Bulky test equipment used to perfect optical technologies for quantum communications will have to be miniaturized to the chip scale before commercialization.
Analysts predict that more that 51 percent of Internet traffic in 2012 will be generated by malware. Hackers frequently use the malicious software to intercept communications and beam data back to criminal websites. Quantum communications, on the other hand, could turn the tide against the bad guys by enabling uncrackable communications over the existing fiber optic connections used to connect major Internet hubs worldwide.
To develop this type of secure system, the U.S. Air Force Office of Scientific Research (AFOSR) recently funded a five-year, $8.5 million effort by seven U.S. universities to perfect quantum communications and the necessary short-term quantum memories needed to buffer quantum information while it is being transmitted. The universities participating in the five-year Multidisciplinary University Research Initiative (MURI) led by Georgia Tech include Columbia University, Harvard University, the Massachusetts Institute of Technology, the University of Michigan, Stanford University and the University of Wisconsin.
The basic technique being explored uses what is called quantum entanglement--the ability to synchronize encoded values over vast distances without the possibility of eavesdropping. By entangling photons that will shipped across fiber optic networks--what's called quantum encryption--the recipients can read the data without the possibility of it being intercepted by others.
"Our immediate focus will be on communications, including memories and distributed systems that integrate [quantum communications] with existing infrastructure--the optical fibers that are already deployed," said Georgia Tech professor Alex Kuzmich, MURI’s principal investigator. "We aim to create large-scale systems that use entanglement for quantum communication and potentially also quantum computing. [And] if we are successful over the next five years, long-distance quantum communications may become promising for real-world implementation."
MURI will explore three different approaches for creating entangled quantum memories with matter-light interactions, namely neutral atom memories with electronically-excited interactions, nitrogen-vacancy semiconductor defects engineered into on-chip diamond films, and by using charged quantum dots smaller that the wavelength of the light being communicated.

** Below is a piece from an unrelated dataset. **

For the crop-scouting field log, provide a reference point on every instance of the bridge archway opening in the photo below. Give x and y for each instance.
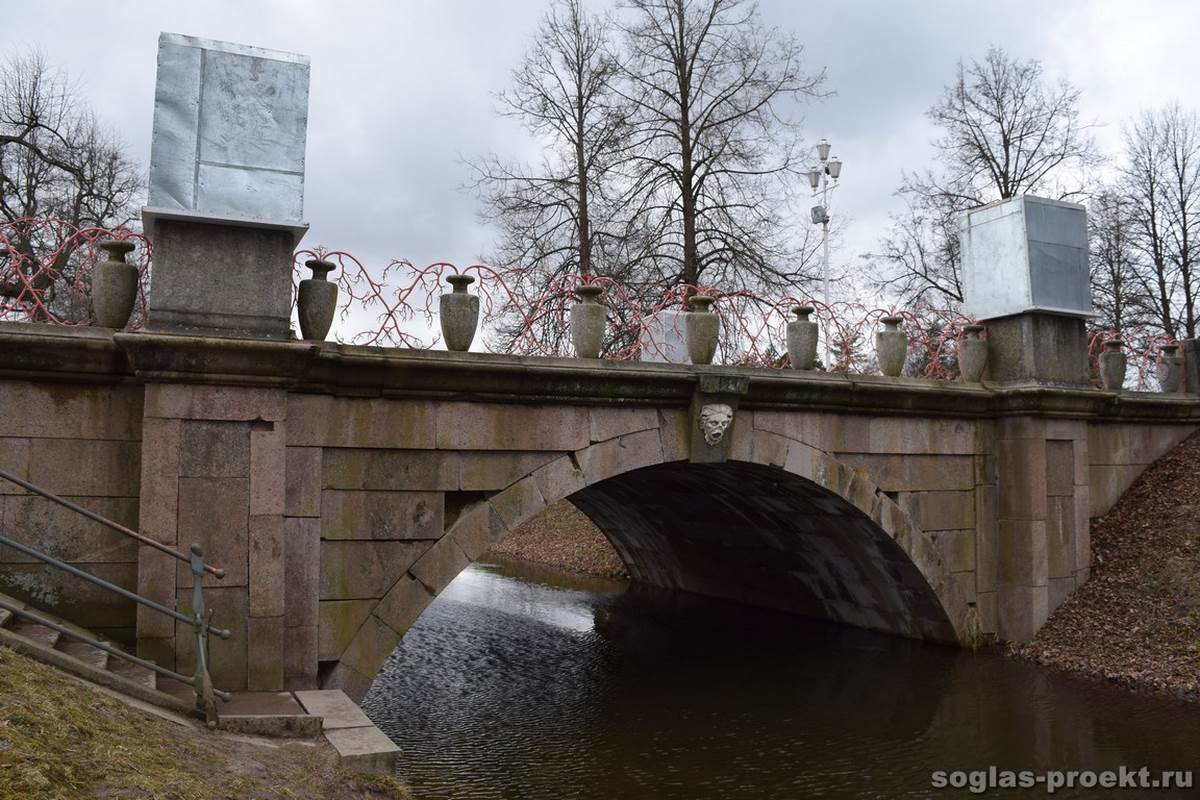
(763, 536)
(757, 534)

By studying how to store quantum information, convert it into light, and transmit it over long distance, the MURI program aims for four major goals: performance comparisons between the three methods of entanglement outlined above, extended entanglement lifetimes over several seconds (compared to the longest lifetimes today of 200 milliseconds), implement identical quantum states in dual memory nodes for easy error corrections, and downsizing of the necessary optical components to make the commercially feasible.